Belts have been shorten all are same length,clutch is working prop.I baled 4 rolls and now it will start and roll about 21/2 foot roll and belts stop turning all chain and gears are turning not the belts i find it odd that baler will start when empty and stops when I only have a very small roll. Could I have a broken key way or broken shaft? How could I ck this? Any help or ideas will be greatly appreciated Thanks David P/s all air and hyd. pressure is correct.


----------



## swmnhay (Jun 13, 2008)

Gate latch coming loose?


----------



## dlrester (Jul 1, 2012)

Gate is closeing I have cked air pressure hyd.pressure,clutch is fine Would it be possible to have a bad key way or shaft broken and how could I ck.this? Thanks David


----------



## swmnhay (Jun 13, 2008)

*Do you have someone else around to watch it and run it slowly after bale stops in it to see what is turning and what isn't?*


----------



## Nitram (Apr 2, 2011)

Sounds like keyway enough pressure would stop the rollers but not chains. Remove chain on drive rollers and spin gears one at a time. After loading with hay. Pia but can isolate it.
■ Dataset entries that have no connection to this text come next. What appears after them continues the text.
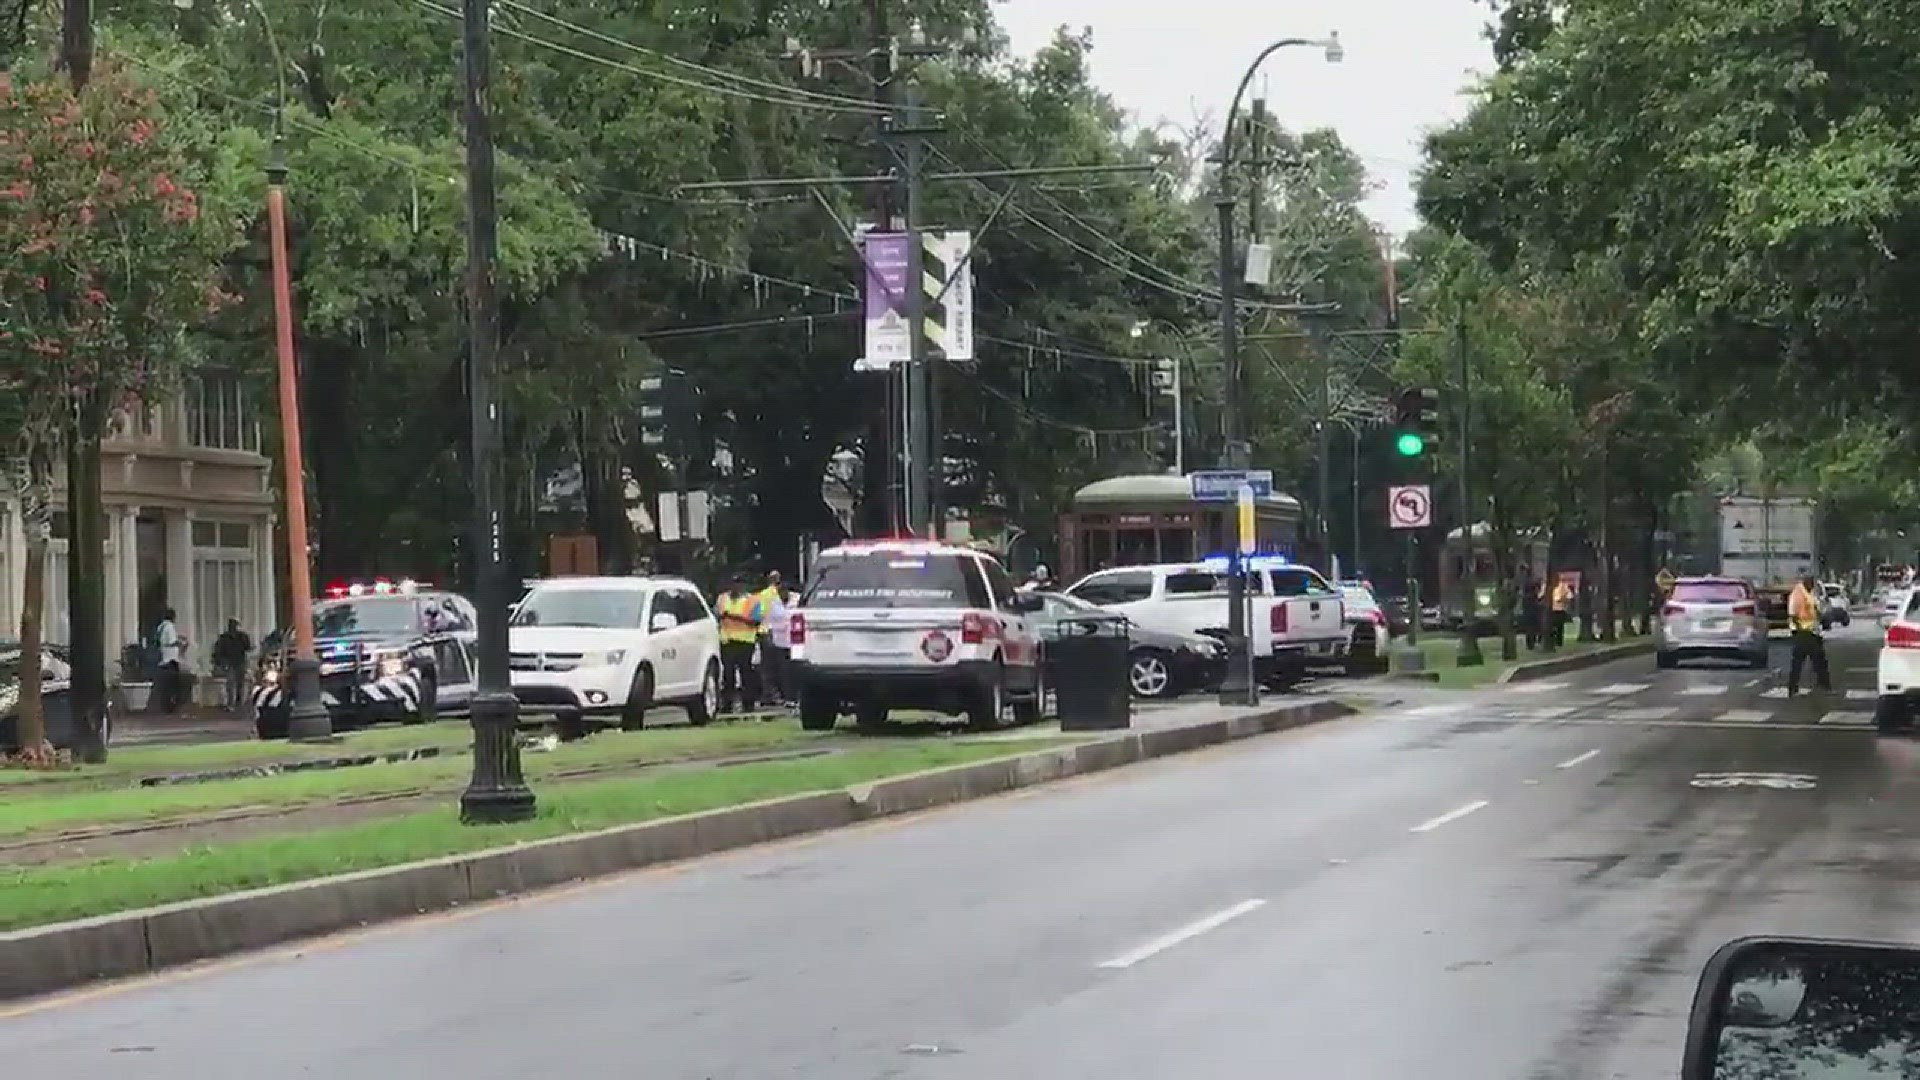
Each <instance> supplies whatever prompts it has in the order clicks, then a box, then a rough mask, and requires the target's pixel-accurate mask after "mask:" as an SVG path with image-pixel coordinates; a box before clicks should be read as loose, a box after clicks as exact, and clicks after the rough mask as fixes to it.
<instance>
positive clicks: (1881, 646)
mask: <svg viewBox="0 0 1920 1080" xmlns="http://www.w3.org/2000/svg"><path fill="white" fill-rule="evenodd" d="M1887 613H1889V617H1891V621H1889V623H1887V638H1885V642H1884V644H1882V646H1880V665H1878V671H1876V675H1874V688H1876V690H1880V698H1878V701H1876V705H1874V726H1876V728H1880V730H1882V732H1895V730H1903V728H1907V726H1908V724H1912V721H1914V700H1916V698H1920V590H1910V588H1903V590H1897V592H1891V594H1887Z"/></svg>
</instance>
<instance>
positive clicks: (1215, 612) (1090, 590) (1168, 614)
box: [1066, 557, 1348, 686]
mask: <svg viewBox="0 0 1920 1080" xmlns="http://www.w3.org/2000/svg"><path fill="white" fill-rule="evenodd" d="M1227 584H1229V580H1227V569H1225V565H1223V563H1221V561H1208V563H1162V565H1150V567H1116V569H1110V571H1096V573H1091V575H1087V577H1083V578H1081V580H1077V582H1073V584H1071V586H1069V588H1068V590H1066V592H1068V596H1077V598H1081V600H1085V601H1089V603H1098V605H1100V607H1108V609H1112V611H1117V613H1121V615H1125V617H1127V619H1131V621H1133V623H1137V625H1140V626H1148V628H1152V630H1165V632H1171V634H1212V636H1219V634H1225V630H1227ZM1246 584H1248V594H1250V607H1252V615H1250V619H1248V638H1250V644H1252V650H1254V673H1256V676H1258V678H1260V680H1261V682H1263V684H1269V686H1286V684H1292V682H1298V680H1300V676H1302V675H1304V673H1306V669H1308V665H1309V663H1317V661H1332V659H1334V657H1336V655H1340V651H1342V650H1344V648H1346V634H1348V630H1346V611H1344V601H1342V600H1340V590H1336V588H1334V586H1331V584H1327V578H1323V577H1321V575H1319V573H1317V571H1313V569H1311V567H1302V565H1298V563H1288V561H1284V559H1275V557H1252V559H1248V577H1246Z"/></svg>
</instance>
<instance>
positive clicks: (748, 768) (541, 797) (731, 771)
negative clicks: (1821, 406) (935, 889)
mask: <svg viewBox="0 0 1920 1080" xmlns="http://www.w3.org/2000/svg"><path fill="white" fill-rule="evenodd" d="M1066 742H1075V740H1041V738H1037V740H1029V742H996V744H977V742H975V744H970V742H941V744H910V746H887V748H872V749H866V748H862V749H851V751H847V753H837V755H833V757H808V759H799V761H766V763H753V765H739V767H733V769H703V771H684V773H660V774H657V776H647V778H624V780H597V782H580V784H566V786H559V788H551V790H543V792H541V790H538V786H536V792H538V794H540V815H538V817H534V819H532V821H526V822H520V824H505V826H488V828H474V826H463V824H461V822H459V819H457V811H455V807H453V803H451V799H449V803H447V805H445V807H444V809H434V811H426V813H413V815H405V817H392V819H380V821H371V822H361V824H349V826H342V828H330V830H319V832H303V834H296V836H273V838H259V840H242V842H234V844H223V846H219V847H198V849H188V851H182V853H179V855H167V857H156V859H136V861H100V863H67V865H50V867H17V869H8V871H0V930H17V928H23V926H42V924H48V922H65V920H69V919H84V917H92V915H108V913H115V911H131V909H138V907H152V905H156V903H169V901H179V899H194V897H205V896H221V894H228V892H240V890H250V888H263V886H275V884H286V882H300V880H309V878H321V876H330V874H346V872H353V871H369V869H376V867H392V865H399V863H413V861H420V859H434V857H442V855H459V853H465V851H478V849H482V847H499V846H505V844H515V842H524V840H543V838H549V836H564V834H572V832H591V830H597V828H609V826H616V824H632V822H641V821H655V819H666V817H676V815H685V813H697V811H708V809H720V807H732V805H741V803H751V801H760V799H772V798H780V796H795V794H803V792H826V790H837V788H845V786H849V784H862V782H870V780H879V778H885V776H900V774H906V773H918V771H924V769H937V767H943V765H964V763H972V761H985V759H991V757H1008V755H1014V753H1023V751H1029V749H1041V748H1052V746H1062V744H1066Z"/></svg>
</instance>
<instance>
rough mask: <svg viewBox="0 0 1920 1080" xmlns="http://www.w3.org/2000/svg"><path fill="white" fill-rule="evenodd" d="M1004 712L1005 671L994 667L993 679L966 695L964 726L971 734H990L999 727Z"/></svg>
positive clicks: (973, 690) (999, 666)
mask: <svg viewBox="0 0 1920 1080" xmlns="http://www.w3.org/2000/svg"><path fill="white" fill-rule="evenodd" d="M1004 711H1006V669H1004V667H1000V665H995V671H993V678H991V680H987V684H985V686H977V688H973V690H972V692H970V694H968V701H966V726H968V730H973V732H991V730H993V728H996V726H1000V713H1004Z"/></svg>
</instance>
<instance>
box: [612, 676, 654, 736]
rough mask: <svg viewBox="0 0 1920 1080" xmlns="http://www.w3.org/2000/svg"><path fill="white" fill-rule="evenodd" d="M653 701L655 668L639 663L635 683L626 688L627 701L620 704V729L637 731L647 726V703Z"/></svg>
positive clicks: (626, 697) (630, 731)
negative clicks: (623, 702)
mask: <svg viewBox="0 0 1920 1080" xmlns="http://www.w3.org/2000/svg"><path fill="white" fill-rule="evenodd" d="M651 703H653V669H651V667H647V665H639V667H636V669H634V684H632V686H628V688H626V703H624V705H620V730H624V732H637V730H639V728H643V726H647V705H651Z"/></svg>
Martin


----------



## Iowa hay guy (Jul 29, 2010)

if its anything like the j and the m it had 2 drive rolls one right above the starting roller and one in the top right above it
you can tell which ones they are as they have the chains on the left side running them

i would say you probably have a keyway in one of those that has come out and the other one has been gone a long time and when you get the hay in there at pressure it dont have enough poop in its shorts to keep going

if it were me i would pull the double 60 chain off there and pull the hubs and check to see if the key is in there or if it has sheared off because if your running at full pressure there is no way to slip a belt without it squaling like crazy so in my opinion that is where your problem is
if i remember right they are square keys in the shaft and there are browning hubs so they should be a cinch to pop off and see whats the deal
if that dont fix it then we will have to rack our collective brains to come up with another odd and out of the box thought for you to try


----------



## dlrester (Jul 1, 2012)

Will start pulling hubs Saturday,Hope it's something simple.Thanks all.David


----------



## CBFarms (Jul 5, 2012)

Before you start pulling stuff apart, I had the same problem and all that needed to be done was increasing the air chamber pressure into the upper part of the gold, and it has worked perfectly since.


----------



## dlrester (Jul 1, 2012)

Fixed my problem,SOLD the junk took a $12,000.00 loss. Looking to buy a GOOD round baler just a simple baler for small operation.Thanks all David


----------



## Nitram (Apr 2, 2011)

NO FAIR! Thats cheating! Lol good luck on your search. Martin


----------



## Iowa hay guy (Jul 29, 2010)

i would go find a 567 or a 568 and forget about it and enjoy the ownership of deere products


----------